With respect to friends on Facebook, the demographic tends to be that new users are young, often starting out in their pre-teens. As they age, they exploit it to learn about people they meet in real life and stay in contact with, while at the same time, sharing about themselves. They learn quickly how to restrict some content from certain users; their parents, relatives etc., but allow access to their closest friends. Every so often something gets beyond what they can control, and you’ve got the problem of sensitive information or photos being circulated to an audience they were never intended for. As users age, they often retain their account but use it less than they did as young adults, or leave it altogether or checking in weekly or monthly instead of daily or hourly.
LinkedIn users tend to be professionals, job seekers, recruiters, business leaders, etc. who are taking advantage of the technology to establish and grow their network of contacts. It’s more than an on-line resume. Building a reputable profile is a key element to attracting the audience you seek. If seeking employment, keep in mind that employers will check out your LinkedIn page to see what you’ve accomplished, what your colleagues and business connections are saying about you via their recommendations. And when someone endorses your skills, they don’t do so anonymously, so the credibility of those endorsements rises. Things like spelling, grammar, choice of photo, past employment all rise in significance because the audience is different from Facebook.
So focusing on LinkedIn, how are you taking advantage of all these connections you have? I suspect that like me, you may have been contacted by someone wishing to connect with you and immediately they are asking you for help to land a job. This is typically a poor attempt because a first contact that says, “Give me something” is less than successful. After all, even if you did know of a job opportunity, where is your credibility in passing along a job lead to someone you know absolutely nothing about?

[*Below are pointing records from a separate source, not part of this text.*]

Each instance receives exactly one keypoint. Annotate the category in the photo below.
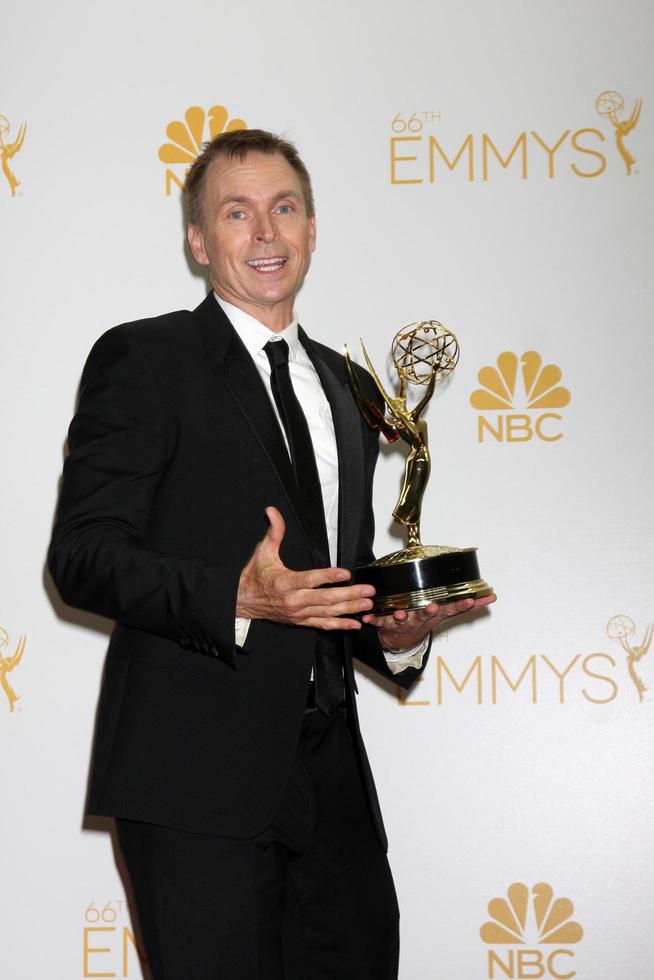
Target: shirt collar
(254, 334)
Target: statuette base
(417, 576)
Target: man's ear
(196, 244)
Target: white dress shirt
(312, 398)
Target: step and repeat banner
(486, 165)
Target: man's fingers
(277, 529)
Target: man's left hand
(406, 628)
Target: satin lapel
(227, 353)
(349, 441)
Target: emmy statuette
(423, 353)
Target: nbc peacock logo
(520, 382)
(531, 918)
(186, 138)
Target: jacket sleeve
(119, 445)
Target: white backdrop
(483, 786)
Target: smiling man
(217, 493)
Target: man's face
(255, 235)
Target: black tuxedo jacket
(175, 452)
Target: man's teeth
(267, 265)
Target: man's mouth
(273, 264)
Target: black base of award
(418, 576)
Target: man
(216, 493)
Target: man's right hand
(269, 590)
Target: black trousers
(311, 898)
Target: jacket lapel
(227, 353)
(347, 426)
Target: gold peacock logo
(186, 138)
(551, 918)
(501, 392)
(524, 922)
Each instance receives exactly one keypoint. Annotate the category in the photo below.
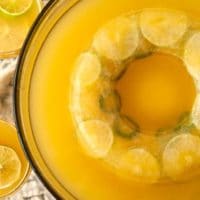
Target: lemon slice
(10, 167)
(13, 38)
(118, 39)
(196, 112)
(4, 30)
(192, 54)
(181, 155)
(15, 7)
(96, 137)
(141, 164)
(88, 69)
(163, 27)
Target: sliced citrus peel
(118, 39)
(10, 167)
(141, 164)
(96, 137)
(15, 7)
(181, 155)
(163, 27)
(88, 69)
(192, 54)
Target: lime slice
(96, 137)
(15, 7)
(181, 155)
(163, 27)
(118, 39)
(196, 112)
(192, 54)
(10, 167)
(88, 69)
(141, 164)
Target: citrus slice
(96, 137)
(4, 30)
(10, 167)
(196, 112)
(192, 54)
(141, 164)
(181, 156)
(163, 27)
(118, 39)
(13, 38)
(88, 69)
(15, 7)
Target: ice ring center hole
(155, 91)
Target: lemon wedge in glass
(181, 156)
(118, 39)
(163, 27)
(15, 7)
(191, 55)
(10, 167)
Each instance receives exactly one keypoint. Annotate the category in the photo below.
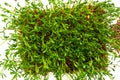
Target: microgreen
(62, 39)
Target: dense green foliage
(62, 39)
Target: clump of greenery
(62, 39)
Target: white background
(4, 45)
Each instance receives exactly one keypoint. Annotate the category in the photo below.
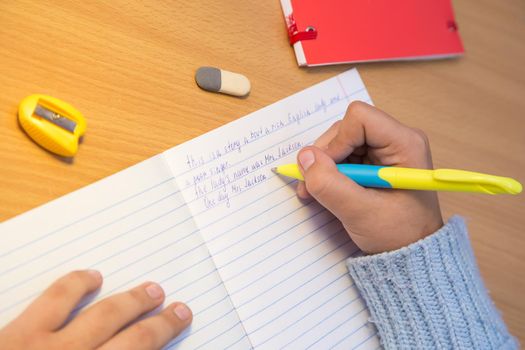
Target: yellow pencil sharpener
(53, 124)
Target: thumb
(333, 190)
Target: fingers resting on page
(115, 322)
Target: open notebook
(217, 229)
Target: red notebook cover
(341, 31)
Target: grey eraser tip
(208, 78)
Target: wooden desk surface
(129, 68)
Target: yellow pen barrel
(448, 180)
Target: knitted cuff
(430, 295)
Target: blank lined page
(281, 260)
(134, 227)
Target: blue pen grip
(364, 174)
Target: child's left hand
(105, 325)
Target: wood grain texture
(129, 66)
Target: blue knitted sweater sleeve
(430, 295)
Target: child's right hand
(377, 220)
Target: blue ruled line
(300, 286)
(349, 335)
(338, 326)
(299, 303)
(83, 218)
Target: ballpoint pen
(417, 179)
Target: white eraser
(219, 80)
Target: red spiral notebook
(341, 31)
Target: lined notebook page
(133, 226)
(218, 230)
(282, 261)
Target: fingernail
(154, 291)
(182, 312)
(306, 158)
(96, 274)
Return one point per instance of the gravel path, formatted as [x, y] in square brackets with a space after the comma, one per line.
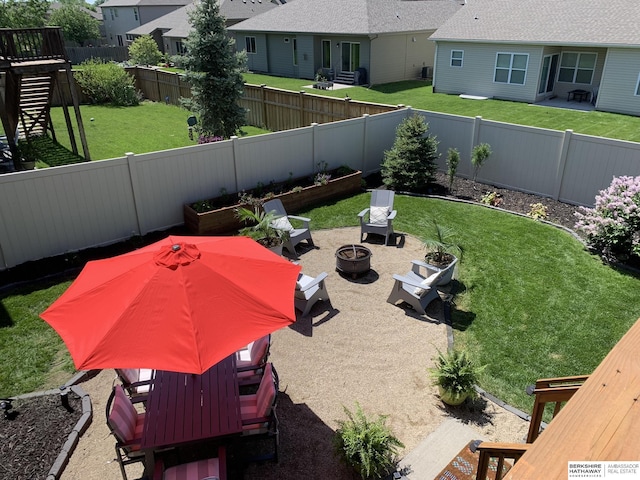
[360, 348]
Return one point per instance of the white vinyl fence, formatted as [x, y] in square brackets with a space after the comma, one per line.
[65, 209]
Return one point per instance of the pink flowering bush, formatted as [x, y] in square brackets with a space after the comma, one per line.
[613, 226]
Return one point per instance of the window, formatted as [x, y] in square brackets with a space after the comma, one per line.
[250, 44]
[326, 54]
[577, 67]
[295, 52]
[511, 68]
[456, 58]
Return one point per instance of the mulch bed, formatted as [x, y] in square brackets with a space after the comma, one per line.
[33, 433]
[31, 442]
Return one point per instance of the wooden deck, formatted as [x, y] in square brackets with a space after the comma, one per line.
[600, 423]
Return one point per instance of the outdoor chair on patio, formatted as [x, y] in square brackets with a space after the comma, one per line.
[378, 218]
[258, 412]
[308, 291]
[126, 426]
[207, 469]
[250, 361]
[417, 287]
[136, 381]
[296, 235]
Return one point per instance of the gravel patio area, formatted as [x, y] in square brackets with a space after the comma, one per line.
[357, 349]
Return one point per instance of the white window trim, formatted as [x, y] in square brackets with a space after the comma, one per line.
[322, 48]
[575, 69]
[451, 59]
[509, 82]
[255, 45]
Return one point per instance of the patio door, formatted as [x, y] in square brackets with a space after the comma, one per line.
[548, 73]
[350, 56]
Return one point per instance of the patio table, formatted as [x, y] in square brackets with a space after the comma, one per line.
[185, 408]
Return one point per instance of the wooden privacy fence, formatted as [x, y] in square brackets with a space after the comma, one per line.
[269, 108]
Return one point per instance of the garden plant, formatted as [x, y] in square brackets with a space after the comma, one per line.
[367, 445]
[612, 227]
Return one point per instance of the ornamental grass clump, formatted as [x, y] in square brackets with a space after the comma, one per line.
[368, 446]
[612, 227]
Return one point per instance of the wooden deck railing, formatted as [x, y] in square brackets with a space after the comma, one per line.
[31, 44]
[546, 390]
[500, 451]
[551, 390]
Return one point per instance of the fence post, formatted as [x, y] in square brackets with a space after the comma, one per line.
[234, 144]
[263, 99]
[301, 98]
[133, 181]
[314, 145]
[562, 161]
[365, 125]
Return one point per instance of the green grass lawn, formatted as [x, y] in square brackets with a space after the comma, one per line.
[113, 131]
[531, 301]
[419, 94]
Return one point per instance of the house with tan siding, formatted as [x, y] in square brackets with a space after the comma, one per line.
[530, 51]
[360, 41]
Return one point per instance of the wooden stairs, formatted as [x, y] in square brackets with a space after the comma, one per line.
[36, 92]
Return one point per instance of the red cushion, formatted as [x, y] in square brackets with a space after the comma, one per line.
[124, 420]
[193, 470]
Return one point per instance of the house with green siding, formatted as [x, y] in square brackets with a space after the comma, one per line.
[530, 51]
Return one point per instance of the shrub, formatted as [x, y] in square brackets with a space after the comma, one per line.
[453, 158]
[478, 156]
[411, 162]
[491, 198]
[613, 226]
[538, 211]
[107, 83]
[367, 446]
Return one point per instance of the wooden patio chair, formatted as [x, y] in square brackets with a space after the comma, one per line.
[126, 425]
[417, 287]
[206, 469]
[135, 381]
[258, 412]
[310, 290]
[378, 218]
[296, 235]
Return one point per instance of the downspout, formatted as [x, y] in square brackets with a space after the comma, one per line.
[433, 74]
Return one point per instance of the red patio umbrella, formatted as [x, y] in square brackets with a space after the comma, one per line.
[181, 304]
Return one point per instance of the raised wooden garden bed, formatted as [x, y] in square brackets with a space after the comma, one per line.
[224, 221]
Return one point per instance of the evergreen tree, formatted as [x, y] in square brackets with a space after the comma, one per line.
[214, 70]
[411, 163]
[144, 51]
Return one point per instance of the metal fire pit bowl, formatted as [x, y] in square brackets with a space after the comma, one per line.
[353, 259]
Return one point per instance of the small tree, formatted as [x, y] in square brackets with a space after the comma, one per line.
[453, 158]
[478, 156]
[144, 51]
[411, 162]
[214, 69]
[77, 25]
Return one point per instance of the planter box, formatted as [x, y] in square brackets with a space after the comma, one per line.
[224, 221]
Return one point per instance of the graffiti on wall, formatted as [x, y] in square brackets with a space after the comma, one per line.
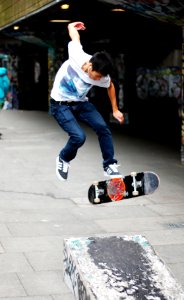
[10, 61]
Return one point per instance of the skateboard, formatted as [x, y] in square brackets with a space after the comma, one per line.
[116, 189]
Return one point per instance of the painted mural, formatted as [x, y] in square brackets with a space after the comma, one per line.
[10, 62]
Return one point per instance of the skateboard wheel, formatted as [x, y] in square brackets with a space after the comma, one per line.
[97, 200]
[133, 174]
[135, 193]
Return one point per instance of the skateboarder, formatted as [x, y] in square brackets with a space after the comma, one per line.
[69, 103]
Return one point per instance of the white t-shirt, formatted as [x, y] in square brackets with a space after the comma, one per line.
[71, 82]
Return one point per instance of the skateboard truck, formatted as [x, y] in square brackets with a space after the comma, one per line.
[136, 184]
[98, 192]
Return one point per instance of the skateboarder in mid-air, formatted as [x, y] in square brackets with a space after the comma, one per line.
[69, 103]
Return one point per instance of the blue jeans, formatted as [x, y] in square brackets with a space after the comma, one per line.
[68, 116]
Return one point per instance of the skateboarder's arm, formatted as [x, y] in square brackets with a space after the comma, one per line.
[73, 30]
[112, 96]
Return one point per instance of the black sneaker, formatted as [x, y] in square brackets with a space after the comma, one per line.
[61, 169]
[112, 171]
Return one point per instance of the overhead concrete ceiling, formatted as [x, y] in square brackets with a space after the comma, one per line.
[163, 10]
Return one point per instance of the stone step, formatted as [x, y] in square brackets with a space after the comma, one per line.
[117, 267]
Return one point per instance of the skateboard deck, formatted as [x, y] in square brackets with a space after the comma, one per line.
[133, 185]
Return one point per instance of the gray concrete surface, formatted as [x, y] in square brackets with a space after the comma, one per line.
[37, 211]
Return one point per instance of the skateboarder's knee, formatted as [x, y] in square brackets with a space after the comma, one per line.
[80, 139]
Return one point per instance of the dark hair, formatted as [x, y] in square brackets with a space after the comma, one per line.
[102, 63]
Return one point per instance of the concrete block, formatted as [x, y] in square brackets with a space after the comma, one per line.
[117, 267]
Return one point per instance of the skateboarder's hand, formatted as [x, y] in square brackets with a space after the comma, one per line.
[118, 115]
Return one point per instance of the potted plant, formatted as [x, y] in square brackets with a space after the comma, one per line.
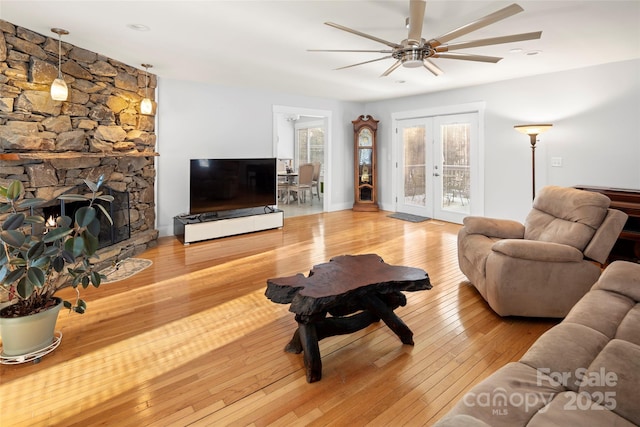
[33, 268]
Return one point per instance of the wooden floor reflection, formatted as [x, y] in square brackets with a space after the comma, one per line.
[192, 340]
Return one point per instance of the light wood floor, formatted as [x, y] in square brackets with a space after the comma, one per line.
[192, 340]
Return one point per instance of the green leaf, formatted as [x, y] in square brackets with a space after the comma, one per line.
[74, 198]
[96, 278]
[36, 277]
[58, 263]
[90, 243]
[13, 238]
[94, 227]
[105, 212]
[85, 215]
[77, 245]
[24, 288]
[13, 221]
[57, 234]
[15, 275]
[28, 203]
[36, 250]
[92, 185]
[41, 262]
[35, 219]
[14, 190]
[67, 255]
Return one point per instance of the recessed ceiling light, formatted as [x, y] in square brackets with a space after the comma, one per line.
[138, 27]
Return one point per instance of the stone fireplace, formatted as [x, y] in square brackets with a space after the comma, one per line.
[53, 146]
[111, 232]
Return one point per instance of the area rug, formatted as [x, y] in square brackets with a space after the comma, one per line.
[125, 269]
[408, 217]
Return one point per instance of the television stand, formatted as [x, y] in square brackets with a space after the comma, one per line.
[214, 225]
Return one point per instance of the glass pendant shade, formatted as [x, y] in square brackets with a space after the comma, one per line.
[146, 107]
[59, 90]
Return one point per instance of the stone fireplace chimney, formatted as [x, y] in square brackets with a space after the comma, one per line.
[52, 146]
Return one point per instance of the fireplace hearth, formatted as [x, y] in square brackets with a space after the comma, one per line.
[109, 234]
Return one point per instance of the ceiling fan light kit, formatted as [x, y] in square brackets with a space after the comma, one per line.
[415, 51]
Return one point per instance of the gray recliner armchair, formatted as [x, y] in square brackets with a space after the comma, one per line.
[543, 267]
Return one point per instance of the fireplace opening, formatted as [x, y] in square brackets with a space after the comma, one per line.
[109, 234]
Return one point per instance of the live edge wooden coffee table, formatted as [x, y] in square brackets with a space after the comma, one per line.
[356, 290]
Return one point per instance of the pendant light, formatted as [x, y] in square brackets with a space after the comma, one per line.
[59, 90]
[146, 107]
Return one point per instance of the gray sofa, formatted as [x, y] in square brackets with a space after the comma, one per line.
[584, 371]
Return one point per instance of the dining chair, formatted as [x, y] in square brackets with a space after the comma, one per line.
[305, 180]
[315, 182]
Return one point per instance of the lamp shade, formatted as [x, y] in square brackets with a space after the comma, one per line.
[533, 129]
[59, 90]
[146, 107]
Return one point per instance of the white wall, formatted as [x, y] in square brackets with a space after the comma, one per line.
[594, 111]
[197, 120]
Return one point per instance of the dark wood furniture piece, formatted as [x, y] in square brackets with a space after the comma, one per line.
[628, 201]
[365, 182]
[357, 290]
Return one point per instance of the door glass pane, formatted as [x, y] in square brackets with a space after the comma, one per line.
[414, 166]
[455, 167]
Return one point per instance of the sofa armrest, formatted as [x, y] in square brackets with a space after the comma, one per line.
[494, 227]
[535, 250]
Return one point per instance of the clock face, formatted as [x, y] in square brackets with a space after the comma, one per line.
[365, 138]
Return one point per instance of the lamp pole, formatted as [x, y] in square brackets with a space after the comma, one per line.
[533, 131]
[533, 164]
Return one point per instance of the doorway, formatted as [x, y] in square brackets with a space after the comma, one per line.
[300, 136]
[437, 172]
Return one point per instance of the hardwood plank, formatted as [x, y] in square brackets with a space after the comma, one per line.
[192, 340]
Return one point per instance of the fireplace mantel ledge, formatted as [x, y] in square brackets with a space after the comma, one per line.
[73, 154]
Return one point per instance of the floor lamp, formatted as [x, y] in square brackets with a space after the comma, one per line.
[533, 131]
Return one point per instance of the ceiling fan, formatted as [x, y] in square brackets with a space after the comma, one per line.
[416, 51]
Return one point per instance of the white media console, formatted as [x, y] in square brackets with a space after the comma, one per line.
[194, 228]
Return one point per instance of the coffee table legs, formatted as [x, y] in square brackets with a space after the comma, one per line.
[312, 329]
[379, 308]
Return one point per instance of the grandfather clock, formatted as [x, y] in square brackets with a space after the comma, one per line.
[365, 185]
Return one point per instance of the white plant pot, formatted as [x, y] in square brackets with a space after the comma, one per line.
[23, 335]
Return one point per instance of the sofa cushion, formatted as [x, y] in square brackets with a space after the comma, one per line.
[566, 215]
[613, 379]
[584, 371]
[568, 409]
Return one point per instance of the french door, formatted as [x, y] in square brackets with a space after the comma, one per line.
[436, 166]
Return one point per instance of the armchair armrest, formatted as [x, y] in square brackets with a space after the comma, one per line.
[494, 227]
[535, 250]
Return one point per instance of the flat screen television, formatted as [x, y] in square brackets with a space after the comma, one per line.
[229, 184]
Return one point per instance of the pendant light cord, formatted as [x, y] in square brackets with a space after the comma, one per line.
[59, 56]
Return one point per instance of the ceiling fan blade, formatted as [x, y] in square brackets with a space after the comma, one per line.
[365, 62]
[432, 67]
[490, 41]
[416, 18]
[349, 50]
[361, 34]
[391, 69]
[468, 57]
[477, 24]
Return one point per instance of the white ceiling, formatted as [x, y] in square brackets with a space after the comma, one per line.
[263, 44]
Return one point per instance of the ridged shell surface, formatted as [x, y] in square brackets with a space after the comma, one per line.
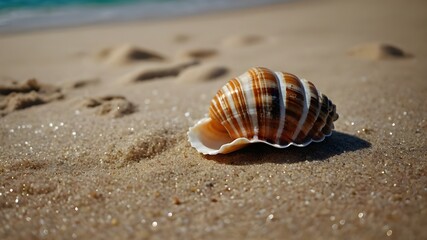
[276, 108]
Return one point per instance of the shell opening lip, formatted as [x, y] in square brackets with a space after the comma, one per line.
[209, 142]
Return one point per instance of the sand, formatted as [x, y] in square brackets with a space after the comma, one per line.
[95, 147]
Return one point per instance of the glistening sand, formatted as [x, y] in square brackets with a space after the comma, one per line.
[98, 149]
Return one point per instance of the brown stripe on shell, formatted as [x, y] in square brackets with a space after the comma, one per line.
[294, 104]
[226, 113]
[265, 90]
[231, 119]
[313, 113]
[240, 103]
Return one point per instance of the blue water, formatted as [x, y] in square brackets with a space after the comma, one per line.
[21, 15]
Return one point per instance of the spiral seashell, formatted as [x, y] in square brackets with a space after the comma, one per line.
[276, 108]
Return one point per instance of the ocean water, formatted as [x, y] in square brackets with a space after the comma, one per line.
[21, 15]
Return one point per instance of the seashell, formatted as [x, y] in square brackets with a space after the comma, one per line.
[262, 106]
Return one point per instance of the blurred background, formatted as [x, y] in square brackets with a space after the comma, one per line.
[20, 15]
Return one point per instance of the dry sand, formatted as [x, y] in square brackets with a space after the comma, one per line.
[92, 150]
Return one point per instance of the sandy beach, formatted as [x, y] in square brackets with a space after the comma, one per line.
[94, 121]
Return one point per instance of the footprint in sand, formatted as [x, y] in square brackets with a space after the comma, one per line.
[82, 83]
[378, 51]
[126, 54]
[197, 53]
[242, 40]
[202, 73]
[181, 38]
[16, 96]
[162, 71]
[110, 105]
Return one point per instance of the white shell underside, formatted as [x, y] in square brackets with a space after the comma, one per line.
[209, 141]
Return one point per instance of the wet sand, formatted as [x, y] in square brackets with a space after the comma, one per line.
[93, 124]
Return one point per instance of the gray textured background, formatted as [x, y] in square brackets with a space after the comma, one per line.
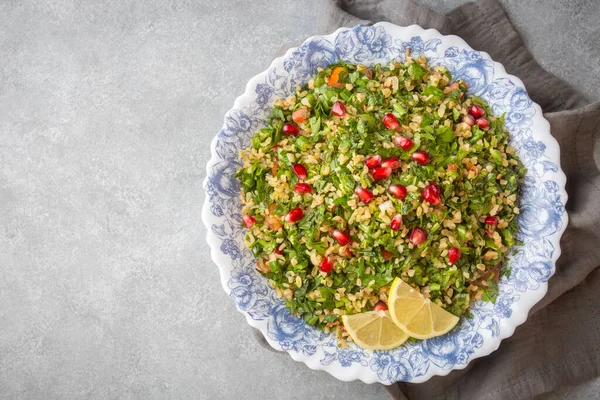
[107, 110]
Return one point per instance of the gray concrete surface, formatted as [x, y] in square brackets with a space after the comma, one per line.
[107, 109]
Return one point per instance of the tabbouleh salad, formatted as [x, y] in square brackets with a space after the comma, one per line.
[371, 173]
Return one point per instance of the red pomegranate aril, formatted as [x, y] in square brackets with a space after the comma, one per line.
[392, 162]
[476, 111]
[380, 173]
[404, 143]
[365, 195]
[421, 157]
[294, 215]
[248, 220]
[398, 191]
[469, 120]
[453, 255]
[302, 188]
[373, 161]
[290, 129]
[390, 121]
[380, 306]
[417, 236]
[491, 221]
[300, 171]
[432, 194]
[338, 109]
[483, 123]
[396, 223]
[326, 265]
[342, 237]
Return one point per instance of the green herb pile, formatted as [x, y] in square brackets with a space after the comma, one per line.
[475, 168]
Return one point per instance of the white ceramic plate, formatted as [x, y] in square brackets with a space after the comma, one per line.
[542, 220]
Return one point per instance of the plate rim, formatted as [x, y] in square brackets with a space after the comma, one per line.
[524, 306]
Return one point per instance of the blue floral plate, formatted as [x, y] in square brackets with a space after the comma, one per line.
[542, 220]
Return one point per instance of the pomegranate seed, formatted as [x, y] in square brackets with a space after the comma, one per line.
[421, 157]
[404, 143]
[302, 188]
[300, 115]
[491, 221]
[391, 162]
[300, 171]
[380, 173]
[364, 195]
[432, 194]
[476, 111]
[294, 215]
[248, 220]
[338, 109]
[398, 191]
[326, 265]
[373, 161]
[469, 120]
[453, 255]
[390, 121]
[396, 223]
[342, 237]
[417, 236]
[483, 123]
[290, 129]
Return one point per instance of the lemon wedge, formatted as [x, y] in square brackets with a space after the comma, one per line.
[374, 330]
[416, 315]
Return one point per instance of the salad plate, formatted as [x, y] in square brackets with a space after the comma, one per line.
[542, 218]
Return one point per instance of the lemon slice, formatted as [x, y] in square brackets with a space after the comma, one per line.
[374, 330]
[416, 315]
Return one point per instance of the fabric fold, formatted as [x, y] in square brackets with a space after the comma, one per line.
[559, 345]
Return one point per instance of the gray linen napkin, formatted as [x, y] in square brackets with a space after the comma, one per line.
[559, 345]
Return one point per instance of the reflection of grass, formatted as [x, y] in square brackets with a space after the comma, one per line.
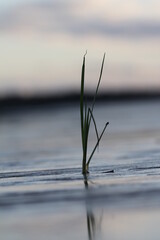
[86, 115]
[93, 225]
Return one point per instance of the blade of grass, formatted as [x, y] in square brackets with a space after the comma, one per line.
[89, 159]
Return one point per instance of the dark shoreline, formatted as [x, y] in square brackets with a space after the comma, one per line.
[15, 102]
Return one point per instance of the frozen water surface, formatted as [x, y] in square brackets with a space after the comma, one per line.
[42, 192]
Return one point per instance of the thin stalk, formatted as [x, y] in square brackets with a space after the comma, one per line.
[86, 115]
[96, 144]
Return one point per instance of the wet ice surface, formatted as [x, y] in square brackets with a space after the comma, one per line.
[43, 194]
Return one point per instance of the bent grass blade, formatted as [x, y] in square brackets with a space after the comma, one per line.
[86, 116]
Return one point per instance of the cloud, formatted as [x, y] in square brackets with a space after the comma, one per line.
[52, 17]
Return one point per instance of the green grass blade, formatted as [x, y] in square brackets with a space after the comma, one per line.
[94, 122]
[97, 144]
[82, 100]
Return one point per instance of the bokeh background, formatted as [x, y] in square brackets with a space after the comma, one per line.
[42, 43]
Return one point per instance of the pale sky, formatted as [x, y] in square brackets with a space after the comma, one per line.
[42, 43]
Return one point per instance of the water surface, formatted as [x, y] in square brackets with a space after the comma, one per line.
[42, 192]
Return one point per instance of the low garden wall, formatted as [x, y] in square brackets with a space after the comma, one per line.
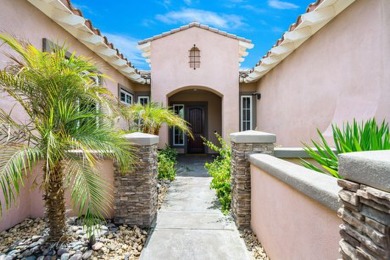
[294, 210]
[134, 195]
[301, 214]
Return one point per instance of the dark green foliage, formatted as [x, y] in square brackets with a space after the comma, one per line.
[219, 169]
[167, 159]
[355, 137]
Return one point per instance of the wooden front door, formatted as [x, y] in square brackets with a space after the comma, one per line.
[196, 119]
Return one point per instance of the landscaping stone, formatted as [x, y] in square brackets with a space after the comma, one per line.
[253, 245]
[27, 240]
[365, 230]
[135, 193]
[243, 145]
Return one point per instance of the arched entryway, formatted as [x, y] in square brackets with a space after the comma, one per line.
[203, 110]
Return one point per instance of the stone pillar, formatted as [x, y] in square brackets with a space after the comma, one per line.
[135, 192]
[244, 144]
[365, 195]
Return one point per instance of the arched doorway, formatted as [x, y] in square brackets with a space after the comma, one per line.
[203, 110]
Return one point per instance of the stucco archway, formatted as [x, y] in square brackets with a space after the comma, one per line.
[202, 107]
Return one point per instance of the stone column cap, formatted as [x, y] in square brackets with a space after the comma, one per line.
[252, 137]
[370, 168]
[138, 138]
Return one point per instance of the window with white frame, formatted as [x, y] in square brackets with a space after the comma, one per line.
[194, 55]
[246, 112]
[125, 97]
[143, 100]
[177, 134]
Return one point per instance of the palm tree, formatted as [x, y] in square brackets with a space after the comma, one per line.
[152, 116]
[63, 105]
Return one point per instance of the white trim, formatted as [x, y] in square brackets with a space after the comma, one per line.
[250, 112]
[174, 128]
[127, 94]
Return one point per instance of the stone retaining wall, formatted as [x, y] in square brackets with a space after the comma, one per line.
[135, 194]
[365, 231]
[243, 145]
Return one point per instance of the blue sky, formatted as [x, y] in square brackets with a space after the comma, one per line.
[125, 22]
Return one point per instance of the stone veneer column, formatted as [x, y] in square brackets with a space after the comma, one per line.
[365, 212]
[244, 144]
[135, 192]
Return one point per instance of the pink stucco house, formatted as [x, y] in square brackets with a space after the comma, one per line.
[330, 66]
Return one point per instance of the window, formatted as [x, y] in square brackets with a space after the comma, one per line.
[125, 97]
[177, 134]
[143, 100]
[194, 58]
[246, 113]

The best job seekers who make use of LinkedIn, don’t ‘use’ their connections as much as they network their contacts. They build relationships, take an interest in both giving and receiving information about the people they are connecting with. There are some people like me that recognize someone who only wants something but offers nothing in return, but choose to help anyway. But there are more that may not appreciate these actions. So rather than using other people just to forward your own career, network! Start a conversation and ask your connections questions just as you might face-to-face. What do you find rewarding? How did you get started in this line of work? Look at their profile and remark on something you find interesting or want clarified. Then by all means move to requesting feedback on your own profile, possibly seeking further connections and recommendations.
Most people don’t appreciate being used only. I have found most profitable those with whom I dialogue, get to know, come to respect and read with interest their comments in discussion groups. From these people I learn; there is a wealth of expertise just itching to be tapped into. So if I may, reach out to some people and network with a thought to what you can add, contribute and share as well as take away, instead of only ‘what can I exploit’ or ‘what’s in it for me’.